「バスティンの髪の毛ってモフモフして心地いいよね〜」
ある日のデビルズパレス。私はバスティンをソファに座らせて、モフモフと髪の毛を撫でていた。バスティンの髪の毛はフワフワしていてそこそこ毛量があるのだ。
「そうだろうか……? ムーの方がモフモフしていると思うが……」
一方のバスティンは、私にクシャクシャに頭を撫でられても照れもせずに落ち着いている。おっと、クシャクシャにして髪の毛が整えにくくなるのは避けなければ……。
「まぁムーは猫だからねぇ。猫には猫の、バスティンにはバスティンの良さがあるんだよ」
と私は適当なことを言ったが、バスティンはそれ以上何か言わず、主様がそう言うなら、と穏やかに微笑んだ。
「それより、前の方だけ髪の毛伸ばしてる理由とかあるの?」
私は話題を切り替えるようにバスティンに訊いてみた。初めてここで会ってから気になっていたことなのだが、バスティンはもみあげを後ろ髪より伸ばしていた。
「前の方……ああ、もみあげのことか」バスティンは平然とした様子で私の疑問に取り合ってくれた。「俺は見た目は気にしていないんだが、フルーレに言われてな。俺の髪の毛は毛先になる程とどんどん淡い色になるから、その特徴を活かした髪型にした方がいいと言われたんだ」
「じゃあ、この髪型はフルーレがやってくれたってこと?」
「ああ。枝毛くらいなら自分で整えているが」
「へぇ……」
私はゆっくりとバスティンの髪の毛を撫でながら毛先の方を軽く持ち上げてみる。確かに、バスティンの髪の毛は深緑色だが、毛先に近づくと淡い緑色に変化していて、美しいグラデーションを作っていたのだ。
(まるで染めたみたいな色合いだけど、こっちの世界じゃ生まれつきこういう色の人もいるってことだよね……)
私はこっちの世界のファンタジーなところを改めて感じながら、指先にある現実を胸に深く刻み込む。
「なぁ、主様」
「んー?」
「俺の髪の毛、変じゃないだろうか? 枝毛の話をしたら、急に気になってきてな……」
俺は主様の執事だからな、とバスティンは周りから見て変な風に見られたくないと、平然とした様子でそう言った。ここの執事たちはそれぞれ個性はあるものの、主である私を中心に動いてくれていた。
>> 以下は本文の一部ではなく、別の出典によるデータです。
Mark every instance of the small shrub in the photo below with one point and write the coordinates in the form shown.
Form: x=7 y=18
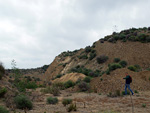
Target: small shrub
x=123 y=92
x=3 y=110
x=114 y=66
x=55 y=91
x=132 y=68
x=83 y=57
x=31 y=85
x=59 y=75
x=2 y=92
x=87 y=79
x=118 y=93
x=72 y=107
x=2 y=71
x=101 y=79
x=123 y=63
x=107 y=71
x=109 y=94
x=136 y=91
x=138 y=68
x=92 y=55
x=144 y=105
x=101 y=59
x=59 y=85
x=116 y=60
x=69 y=84
x=83 y=86
x=88 y=49
x=66 y=101
x=23 y=102
x=51 y=100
(主だなんて、私は全然その肩書きに相応しくないだろうに……)
こうして執事たちから大事にされていると、嬉しいような、少し恥ずかしいような……本当にちょっとだけ居づらかったりもしている。
「ふふ、大丈夫よ。バスティンは誰から見てもカッコイイし、綺麗だから」
枝毛なんて気にしなくていいんだよ、というつもりで私が言うと、バスティンがそうかと相槌を打ちながらこちらを見つめた。赤紫色の瞳は、本当にお世辞じゃないくらい美しい。
「主様は、どう思っているんだ?」
「……え?」
急にそんなことを聞かれて戸惑ってしまう私。それがバスティンにも伝わったのか、パチクリと瞬きをして私から目を逸らした。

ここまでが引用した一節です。